Ces étincelles, ces percées dans le présent font histoire et inaugurent autant de ruptures qui laissent à penser que nous sommes au seuil d’un basculement (Jérôme Baschet, Basculements, La Découverte, 2021). Ce sont aussi ces millions de voix silencieuses, tantôt épuisées, tantôt désabusées, qui s’insurgent silencieusement, qui se refusent à la révolte ouverte mais désavouent quotidiennement l’ordre social. Ces voix éteintes n’en demeurent pas moins prêtes à exploser et à extérioriser cette fureur contenue depuis si longtemps. Le mouvement des Gilets Jaunes a été exemplaire tant il a montré qu’une grande partie d’entre eux participaient à leurs premiers mouvements. La Covid a sans doute fatigué ses puissances, abîmé nos vies ordinaires et nos espoirs. Mais elle n’a pas tué cette quête du vivre, du vaste, de ces vies qui voisinent et s’ouvrent ensemble pour faire monde autrement. Aux temps des catastrophes, nous ne faisons pas l’expérience de la désolation mais plutôt de l’impuissance. Ces impuissances généralisées éprouvées jusque dans les activités ordinaires de la vie quotidienne ont un devenir. Elles pourraient se transformer en des puissances retrouvées.

Il n’est pas à exclure que ces puissances retrouvées prennent des formes crispées voire régressives. Le combat politique se situe ici : œuvrer pour que ces puissances retrouvées ne consistent pas seulement en une rébellion contre l’autorité. Elles ne seront désirables que si elles sont des pratiques affirmatives, des façons d’inventer la vie et des actes qui rendent concrètement libre c’est-à-dire qui nous rendent indisponibles à toute forme de servitude et qui trouvent des ancrages à l’intérieur d’un monde chaotique (Maggie Nelson, De la liberté, Éditions du Sous-Sol, 2022). Une puissance retrouvée, c’est éprouver ce sentiment rare de « se sentir libre » non en suivant des séances de développement personnel régressives ou des cours d’initiation au Yoga pour nous aider à nous accommoder aux désastres du monde, mais dans des façons de faire qui sont tout autant productives que transformatrices.
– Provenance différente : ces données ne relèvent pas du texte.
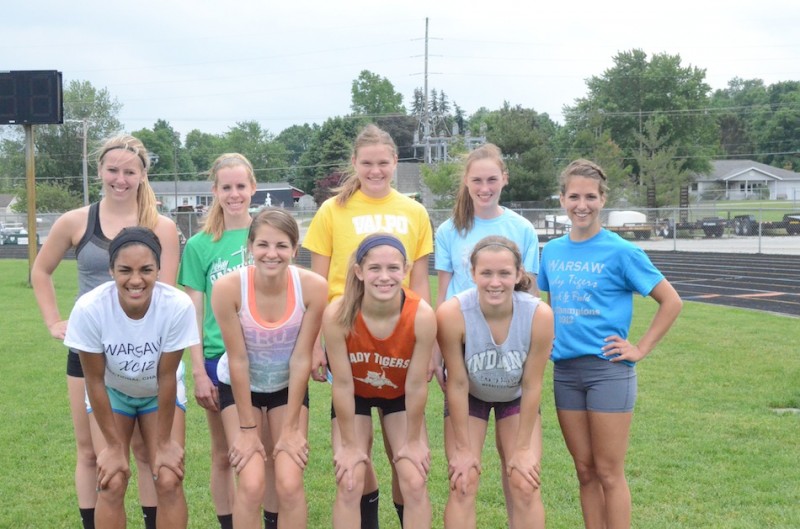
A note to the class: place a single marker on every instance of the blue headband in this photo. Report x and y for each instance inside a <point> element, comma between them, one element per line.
<point>135,235</point>
<point>380,240</point>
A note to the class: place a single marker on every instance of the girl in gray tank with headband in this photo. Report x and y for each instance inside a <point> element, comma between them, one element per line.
<point>498,364</point>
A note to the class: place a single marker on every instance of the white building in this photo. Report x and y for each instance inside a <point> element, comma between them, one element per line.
<point>746,179</point>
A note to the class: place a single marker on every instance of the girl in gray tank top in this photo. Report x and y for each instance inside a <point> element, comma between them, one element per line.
<point>495,340</point>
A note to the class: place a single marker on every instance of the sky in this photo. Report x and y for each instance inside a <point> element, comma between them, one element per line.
<point>203,64</point>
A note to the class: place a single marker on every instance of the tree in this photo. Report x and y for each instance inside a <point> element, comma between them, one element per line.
<point>269,158</point>
<point>659,168</point>
<point>203,148</point>
<point>164,143</point>
<point>296,140</point>
<point>737,108</point>
<point>50,198</point>
<point>635,90</point>
<point>329,150</point>
<point>373,95</point>
<point>523,136</point>
<point>778,131</point>
<point>324,187</point>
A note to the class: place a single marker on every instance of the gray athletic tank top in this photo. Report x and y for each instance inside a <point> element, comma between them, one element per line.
<point>495,370</point>
<point>92,254</point>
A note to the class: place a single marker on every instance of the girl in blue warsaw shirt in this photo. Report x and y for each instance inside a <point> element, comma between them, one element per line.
<point>590,276</point>
<point>130,334</point>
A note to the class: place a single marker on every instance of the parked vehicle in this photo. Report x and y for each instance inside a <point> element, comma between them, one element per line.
<point>792,223</point>
<point>713,226</point>
<point>630,224</point>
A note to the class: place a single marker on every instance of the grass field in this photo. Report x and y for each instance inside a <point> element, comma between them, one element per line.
<point>707,448</point>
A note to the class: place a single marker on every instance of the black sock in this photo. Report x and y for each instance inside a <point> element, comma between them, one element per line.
<point>149,515</point>
<point>225,521</point>
<point>270,520</point>
<point>369,510</point>
<point>87,517</point>
<point>399,509</point>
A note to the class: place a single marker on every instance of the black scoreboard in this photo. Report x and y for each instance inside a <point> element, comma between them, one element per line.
<point>31,97</point>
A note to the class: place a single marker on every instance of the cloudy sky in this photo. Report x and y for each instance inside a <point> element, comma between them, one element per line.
<point>206,64</point>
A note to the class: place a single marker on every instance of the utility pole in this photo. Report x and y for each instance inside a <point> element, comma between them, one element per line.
<point>426,126</point>
<point>85,163</point>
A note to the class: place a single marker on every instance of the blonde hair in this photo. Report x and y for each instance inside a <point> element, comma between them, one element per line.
<point>145,197</point>
<point>354,287</point>
<point>586,169</point>
<point>214,223</point>
<point>369,135</point>
<point>464,209</point>
<point>497,243</point>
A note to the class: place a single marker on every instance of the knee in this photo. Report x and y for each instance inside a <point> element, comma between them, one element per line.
<point>220,460</point>
<point>521,490</point>
<point>586,472</point>
<point>250,490</point>
<point>86,455</point>
<point>139,450</point>
<point>610,477</point>
<point>351,497</point>
<point>114,492</point>
<point>462,496</point>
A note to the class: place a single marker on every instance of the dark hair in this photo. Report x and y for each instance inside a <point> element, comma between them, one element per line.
<point>370,135</point>
<point>464,209</point>
<point>586,169</point>
<point>354,287</point>
<point>134,235</point>
<point>496,243</point>
<point>145,197</point>
<point>214,223</point>
<point>278,218</point>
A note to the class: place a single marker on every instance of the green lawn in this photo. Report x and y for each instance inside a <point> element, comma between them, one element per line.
<point>707,449</point>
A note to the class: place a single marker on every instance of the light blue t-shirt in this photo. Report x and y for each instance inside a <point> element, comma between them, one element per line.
<point>591,285</point>
<point>452,249</point>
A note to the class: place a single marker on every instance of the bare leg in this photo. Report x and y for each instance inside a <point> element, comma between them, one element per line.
<point>598,443</point>
<point>86,463</point>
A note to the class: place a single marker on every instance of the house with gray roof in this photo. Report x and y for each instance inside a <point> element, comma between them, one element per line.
<point>746,179</point>
<point>198,195</point>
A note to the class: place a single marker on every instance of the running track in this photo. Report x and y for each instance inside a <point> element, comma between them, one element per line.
<point>764,282</point>
<point>769,283</point>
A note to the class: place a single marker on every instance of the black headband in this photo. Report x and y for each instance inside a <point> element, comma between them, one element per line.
<point>129,149</point>
<point>380,240</point>
<point>135,235</point>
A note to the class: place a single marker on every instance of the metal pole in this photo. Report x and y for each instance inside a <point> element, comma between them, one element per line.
<point>30,178</point>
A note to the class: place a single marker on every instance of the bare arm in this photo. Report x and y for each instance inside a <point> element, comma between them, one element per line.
<point>321,265</point>
<point>451,335</point>
<point>524,459</point>
<point>112,459</point>
<point>418,280</point>
<point>170,250</point>
<point>349,454</point>
<point>226,302</point>
<point>204,390</point>
<point>416,388</point>
<point>292,440</point>
<point>437,363</point>
<point>58,242</point>
<point>169,453</point>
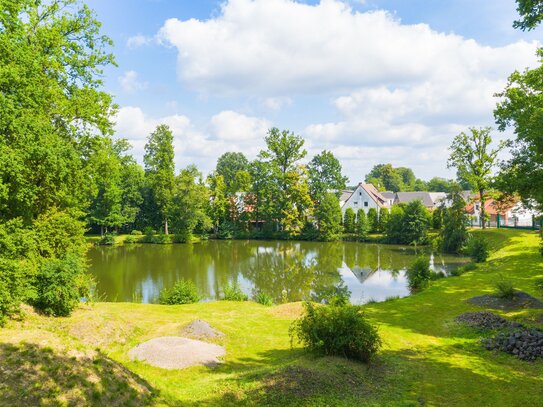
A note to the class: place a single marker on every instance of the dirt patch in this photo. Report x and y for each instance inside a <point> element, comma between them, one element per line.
<point>200,329</point>
<point>173,352</point>
<point>485,320</point>
<point>520,301</point>
<point>289,311</point>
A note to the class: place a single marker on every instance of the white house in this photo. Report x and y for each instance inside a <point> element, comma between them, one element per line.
<point>365,197</point>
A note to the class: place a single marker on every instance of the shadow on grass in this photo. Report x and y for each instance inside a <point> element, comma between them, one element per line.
<point>32,375</point>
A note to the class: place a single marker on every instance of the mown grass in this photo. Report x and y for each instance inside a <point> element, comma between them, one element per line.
<point>427,359</point>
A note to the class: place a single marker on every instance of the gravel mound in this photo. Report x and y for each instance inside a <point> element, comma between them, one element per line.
<point>521,300</point>
<point>485,320</point>
<point>173,352</point>
<point>524,343</point>
<point>201,330</point>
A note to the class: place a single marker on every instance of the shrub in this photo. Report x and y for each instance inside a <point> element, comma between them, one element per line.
<point>130,239</point>
<point>109,239</point>
<point>263,298</point>
<point>60,284</point>
<point>233,292</point>
<point>418,273</point>
<point>478,249</point>
<point>504,289</point>
<point>336,330</point>
<point>183,292</point>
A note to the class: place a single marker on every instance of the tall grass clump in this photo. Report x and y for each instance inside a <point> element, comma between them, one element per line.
<point>340,330</point>
<point>478,249</point>
<point>183,292</point>
<point>233,292</point>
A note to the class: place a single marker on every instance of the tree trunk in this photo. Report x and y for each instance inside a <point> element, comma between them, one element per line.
<point>483,213</point>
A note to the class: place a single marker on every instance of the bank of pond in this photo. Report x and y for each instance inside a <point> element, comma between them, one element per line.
<point>285,270</point>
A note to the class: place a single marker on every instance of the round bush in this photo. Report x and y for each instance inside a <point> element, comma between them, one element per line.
<point>183,292</point>
<point>418,273</point>
<point>340,330</point>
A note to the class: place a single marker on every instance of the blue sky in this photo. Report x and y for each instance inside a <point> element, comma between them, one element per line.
<point>373,81</point>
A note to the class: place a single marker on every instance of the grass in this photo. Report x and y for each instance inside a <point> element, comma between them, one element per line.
<point>426,359</point>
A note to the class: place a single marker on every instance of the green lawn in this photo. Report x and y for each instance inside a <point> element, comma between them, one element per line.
<point>427,359</point>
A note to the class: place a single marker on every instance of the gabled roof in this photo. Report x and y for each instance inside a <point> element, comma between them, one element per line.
<point>374,194</point>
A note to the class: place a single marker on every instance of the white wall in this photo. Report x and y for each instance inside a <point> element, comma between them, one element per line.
<point>357,200</point>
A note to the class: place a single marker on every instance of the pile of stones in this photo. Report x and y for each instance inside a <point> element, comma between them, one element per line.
<point>524,343</point>
<point>485,320</point>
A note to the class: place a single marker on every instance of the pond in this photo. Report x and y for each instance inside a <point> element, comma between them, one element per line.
<point>288,271</point>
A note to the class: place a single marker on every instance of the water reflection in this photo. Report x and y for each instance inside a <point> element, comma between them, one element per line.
<point>287,271</point>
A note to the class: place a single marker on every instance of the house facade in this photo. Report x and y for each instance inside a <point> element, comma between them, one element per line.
<point>365,197</point>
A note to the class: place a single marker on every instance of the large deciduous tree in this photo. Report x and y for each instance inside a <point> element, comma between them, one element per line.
<point>159,169</point>
<point>325,175</point>
<point>474,158</point>
<point>52,115</point>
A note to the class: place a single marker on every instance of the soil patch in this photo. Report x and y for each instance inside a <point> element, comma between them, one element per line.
<point>200,329</point>
<point>485,320</point>
<point>173,352</point>
<point>521,300</point>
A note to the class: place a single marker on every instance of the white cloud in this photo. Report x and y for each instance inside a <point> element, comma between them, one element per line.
<point>129,82</point>
<point>138,41</point>
<point>283,47</point>
<point>226,131</point>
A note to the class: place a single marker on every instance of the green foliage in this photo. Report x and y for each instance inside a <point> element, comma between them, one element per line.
<point>263,298</point>
<point>182,292</point>
<point>159,169</point>
<point>233,292</point>
<point>362,225</point>
<point>531,13</point>
<point>109,239</point>
<point>505,289</point>
<point>408,224</point>
<point>336,330</point>
<point>349,221</point>
<point>419,273</point>
<point>478,249</point>
<point>60,284</point>
<point>455,233</point>
<point>474,160</point>
<point>131,239</point>
<point>328,214</point>
<point>373,220</point>
<point>324,171</point>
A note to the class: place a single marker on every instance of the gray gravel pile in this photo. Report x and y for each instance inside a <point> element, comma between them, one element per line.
<point>485,320</point>
<point>524,343</point>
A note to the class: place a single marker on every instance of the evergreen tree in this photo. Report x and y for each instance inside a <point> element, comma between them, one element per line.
<point>159,169</point>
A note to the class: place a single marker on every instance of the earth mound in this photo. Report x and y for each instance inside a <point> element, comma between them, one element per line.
<point>200,329</point>
<point>173,352</point>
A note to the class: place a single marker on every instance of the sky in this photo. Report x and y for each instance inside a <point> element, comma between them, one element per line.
<point>373,81</point>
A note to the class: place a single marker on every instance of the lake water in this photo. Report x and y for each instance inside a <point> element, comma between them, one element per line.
<point>288,271</point>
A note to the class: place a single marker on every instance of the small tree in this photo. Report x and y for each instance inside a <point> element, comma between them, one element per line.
<point>454,234</point>
<point>362,225</point>
<point>349,221</point>
<point>474,160</point>
<point>328,215</point>
<point>373,220</point>
<point>415,223</point>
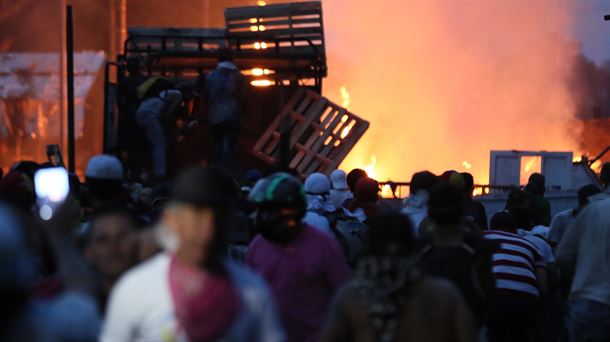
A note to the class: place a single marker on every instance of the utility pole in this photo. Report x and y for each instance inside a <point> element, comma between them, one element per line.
<point>70,86</point>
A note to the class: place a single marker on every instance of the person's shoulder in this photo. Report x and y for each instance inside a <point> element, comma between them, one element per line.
<point>251,286</point>
<point>312,233</point>
<point>146,272</point>
<point>564,214</point>
<point>435,287</point>
<point>243,275</point>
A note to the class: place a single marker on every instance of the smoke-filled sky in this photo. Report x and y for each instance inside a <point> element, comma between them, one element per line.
<point>444,83</point>
<point>591,30</point>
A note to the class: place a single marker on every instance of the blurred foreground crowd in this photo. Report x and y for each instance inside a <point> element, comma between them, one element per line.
<point>271,258</point>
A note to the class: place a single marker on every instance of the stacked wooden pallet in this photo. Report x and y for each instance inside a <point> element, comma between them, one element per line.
<point>321,134</point>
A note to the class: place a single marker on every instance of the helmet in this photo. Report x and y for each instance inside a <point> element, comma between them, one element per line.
<point>279,190</point>
<point>271,195</point>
Gilles Deleuze l’affirmait si bien. La libération ne réside pas dans l’expiation de nos détresses par la parole, mais dans le fait de réformer notre existence, de « faire autrement », dans « une autre direction », dans un « engagement quotidien qui étend la vie ». La démocratie et les pratiques de liberté ne résident pas dans une élection présidentielle. Elle est un mode de vie, une communication sociale et concrète : le rassemblement des vivants qui confrontent leurs perspectives sur le monde, qui savent nommer et situer les positions conflictuelles et qui prennent part par eux-mêmes aux décisions qui les concernent sans attendre l’autorisation d’une quelconque institution. Cette « conversation générale avec toutes les espèces » à laquelle Donna Haraway (Quand les espèces se rencontrent, Les empêcheurs de penser en rond, 2021) appelle est une voix pour s’ouvrir à d’autres façons de voir, de sentir et de pratiquer le monde. Cette politique du regard inquiète. Elle est rigoureusement absente de ces sinistres débats de l’élection présidentielle. Sans doute, parce que cette politique du regard réciproque convoque la densité du monde.

Roman Huët

Dernier ouvrage paru : De si violentes fatigues : les devenirs politiques de l’épuisement quotidien, PUF, 2021.